Prior to the landings, an airborne force of 24,000 Allied troops had been dropped behind enemy lines to seize or destroy features such as bridges, crossroads and key gun batteries. Despite this, the work of the first seaborne divisions was still difficult as they fought to clear the beaches under heavy fire from the numerous smaller gun emplacements that overlooked them. Rommel had previously identified the Normandy beaches as a possible invasion point and so had installed a range of obstacles such as wooden stakes, metal tripods, mines, and anti-tank devices that slowed down the Allied landing.

The Allies failed to achieve all their objectives on the first day and suffered at least 10,000 casualties. However, they did successfully establish a foothold on the continent that was gradually expanded over the next few months and led to the liberation of France and the defeat of the Nazis in the West.

Operation Dynamo, better known as the evacuation of Dunkirk, began.

Applauded by the British press as a heroic and miraculous rescue, Operation Dynamo saw an armada under the command of the Royal Navy successfully evacuate over 338,000 Allied troops from the beaches around the French port of Dunkirk.

The German army had invaded France on 10 May, and within just two weeks had cut off and surrounded a combined force of British, French and Belgian troops. Referred to by the recently-appointed British Prime Minister Winston Churchill as ‘a colossal military disaster’ the only hope was to retreat to the port of Dunkirk and evacuate as many soldiers as possible.

Operation Dynamo was overseen by Vice Admiral Bertram Ramsay who reputedly worked in a room within the cliffs of Dover that once housed an electrical dynamo, though there is no reliable evidence for this claim. The order to begin the operation was received at 18:57 on 26 May, less than a week after planning began.

The operation is famous for the flotilla of ‘little ships’ that sailed from Britain to assist the evacuation. Most of these were used to ferry soldiers from the beaches to the large navy ships that would sail across the Channel, although the majority of soldiers boarded ships directly from the stone and concrete mole that protected the harbour.

The evacuation took place amidst ferocious attacks from German aircraft and artillery. In response the Royal Air Force sent all available aircraft to protect the operation.
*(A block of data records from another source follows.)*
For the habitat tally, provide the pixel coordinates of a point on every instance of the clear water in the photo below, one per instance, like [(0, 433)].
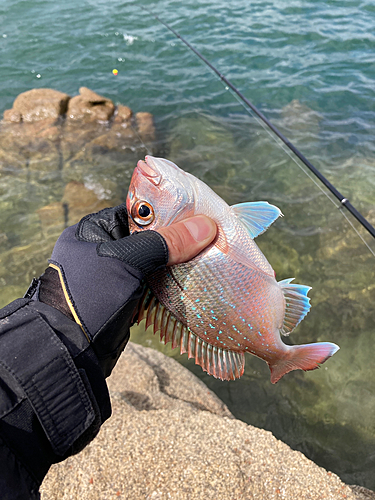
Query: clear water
[(310, 67)]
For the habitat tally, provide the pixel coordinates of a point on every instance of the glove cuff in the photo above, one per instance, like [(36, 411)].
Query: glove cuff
[(51, 292)]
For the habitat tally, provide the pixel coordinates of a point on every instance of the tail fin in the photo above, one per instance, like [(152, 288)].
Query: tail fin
[(302, 357)]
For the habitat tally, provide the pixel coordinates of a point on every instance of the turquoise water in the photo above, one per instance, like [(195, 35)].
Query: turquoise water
[(310, 67)]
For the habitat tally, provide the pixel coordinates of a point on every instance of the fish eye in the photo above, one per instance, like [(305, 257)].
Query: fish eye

Churchill later praised the fact that hundreds of thousands of soldiers had been evacuated from Dunkirk, but in a speech on 4 June needed to warn the public that ‘Wars are not won by evacuations.’

Josef Mengele, the Nazi ‘Angel Of Death’, was transferred to begin work at Auschwitz concentration camp.

Menegele had been a member of a right-wing paramilitary group that was absorbed into the Nazi SA in 1934. In 1937 he formally joined the Nazi Party and, the following year, began serving in the SS. By the start of 1943 Mengele had proved himself as both an effective medical officer in the field and a dedicated member of the Race and Resettlement Office.

Having developed an interest in the study of twins as part of his earlier genetics research, Mengele applied for a transfer to the concentration camp service. He was posted to Auschwitz-Birkenau on 24 May 1943 where he initially served as the chief physician in the Romani family camp.

As he moved up the ranks numerous sources record his delight in taking part in the “selections” that determined which prisoners were to be killed in the gas chambers and which were to be spared, as these often provided him with new subjects.

Mengele’s experiments involved such gruesome actions as injecting live subjects with chemicals, purposefully infecting people with diseases and, in one well-evidenced case, sewing two twins together in an attempt to create conjoined twins. Mengele was consequently responsible for the deaths of numerous victims thanks to his sadistic and barbaric actions.

Mengele was evacuated from Auschwitz in January 1945 and gradually moved West, escaping capture by the USSR. He was eventually taken as a prisoner of war by the Americans in June but, due a combination of factors, was later able to obtain false papers and flee to South America where he died, having evaded capture for war crimes, in 1979.